NEW YORK (AP) — Stocks mostly rose in morning trade on Wall Street Thursday, but major indexes remained choppy as more big companies report earnings.
The S&P 500 fell 0.5% at 10:16 a.m. ET. The benchmark had more winners than losers, but a decline in several big tech stocks with outsized valuations more than offset gains elsewhere.
The tech-heavy Nasdaq fell 0.1%. Facebook’s parent company, Meta Platforms, fell 21.7% after reporting a second consecutive quarter of falling revenue amid falling ad sales and fierce competition from TikTok. It joins other technology and communications stocks, such as Google parent Alphabet and Microsoft, reporting weak results and worrying forecasts for advertising demand.
The Dow Jones Industrial Average rose 485 points, or 1.5%, to 32,326. Construction equipment maker Caterpillar rose 9% and was a major contributor to the index’s gains after coming in well above forecasts. earnings from analysts in the third quarter.
Long-term Treasury yields fell. The 10-year Treasury yield, which influences mortgage rates, fell to 3.98% from 4.01% on Wednesday evening. The two-year yield fell to 4.38% from 4.42%.
Earnings were the focus of concern on Wall Street this week, but markets received encouraging economic news on Thursday as the government announced that the US economy returned to growth in the last quarter, growing 2. 6%. This marks a turnaround after the economy contracted in the first half of the year.

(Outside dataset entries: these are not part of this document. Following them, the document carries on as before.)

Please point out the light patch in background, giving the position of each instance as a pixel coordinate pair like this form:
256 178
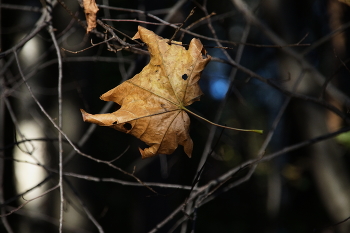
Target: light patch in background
28 175
30 52
218 88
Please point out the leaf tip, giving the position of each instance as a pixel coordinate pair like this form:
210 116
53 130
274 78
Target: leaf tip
84 114
258 131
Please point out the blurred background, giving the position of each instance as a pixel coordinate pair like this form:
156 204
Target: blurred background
284 69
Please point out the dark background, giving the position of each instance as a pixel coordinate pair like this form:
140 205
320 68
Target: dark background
304 190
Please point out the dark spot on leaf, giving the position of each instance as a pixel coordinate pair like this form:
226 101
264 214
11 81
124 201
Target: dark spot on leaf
127 126
116 107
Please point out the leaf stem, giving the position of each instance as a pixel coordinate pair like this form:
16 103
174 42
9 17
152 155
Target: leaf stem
222 126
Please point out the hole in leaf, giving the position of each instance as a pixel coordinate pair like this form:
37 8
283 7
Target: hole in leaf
127 126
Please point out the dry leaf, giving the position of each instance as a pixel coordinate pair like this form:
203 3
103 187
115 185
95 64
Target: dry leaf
90 9
153 101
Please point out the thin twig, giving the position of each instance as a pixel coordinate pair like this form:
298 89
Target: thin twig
30 200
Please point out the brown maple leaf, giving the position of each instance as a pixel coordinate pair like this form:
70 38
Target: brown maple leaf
90 9
153 101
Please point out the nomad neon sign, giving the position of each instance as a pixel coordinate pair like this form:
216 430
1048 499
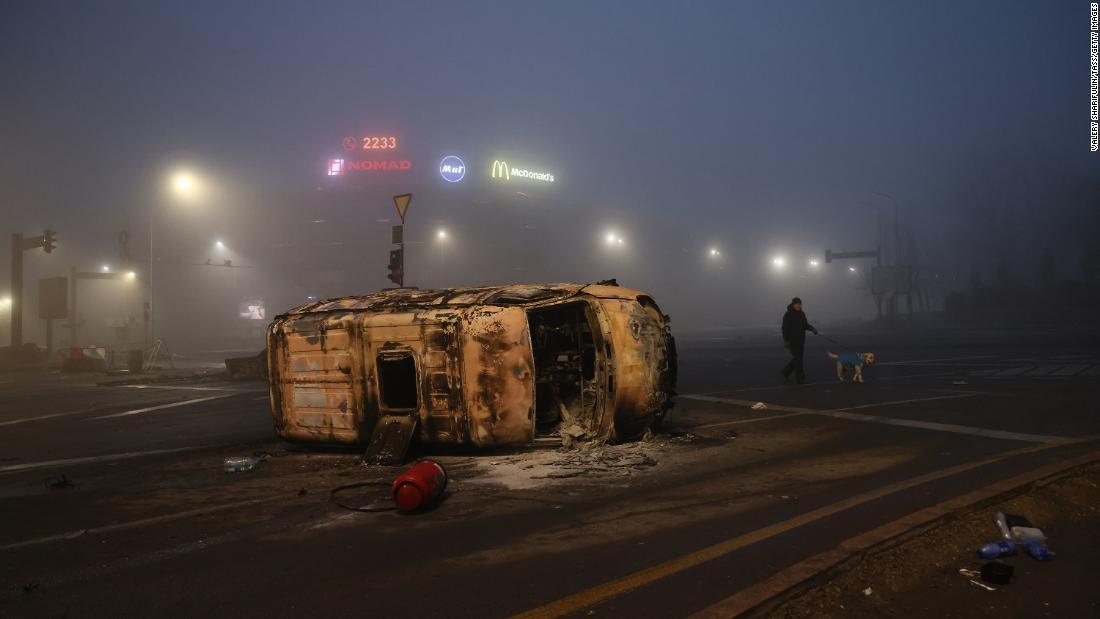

The economy has been under pressure from stubbornly high inflation and efforts by the Federal Reserve to raise interest rates to cool prices. The central bank is trying to slow economic growth through rate hikes, but the strategy risks going too far and causing a recession.
Rising interest rates have made borrowing more difficult, especially with mortgage rates. Average long-term U.S. mortgage rates topped 7% for the first time in more than two decades this week.
The latest economic data is being watched closely for any signs of slowing or slowing inflation as Wall Street tries to determine if and when the Fed might reverse its interest rate hikes.
The central bank is expected to raise interest rates by another three-quarters of a percentage point at its next meeting in November. But traders grew more confident of a more modest 0.50 percentage point increase in December, according to CME Group.
Joe McDonald and Matt Ott contributed to this report.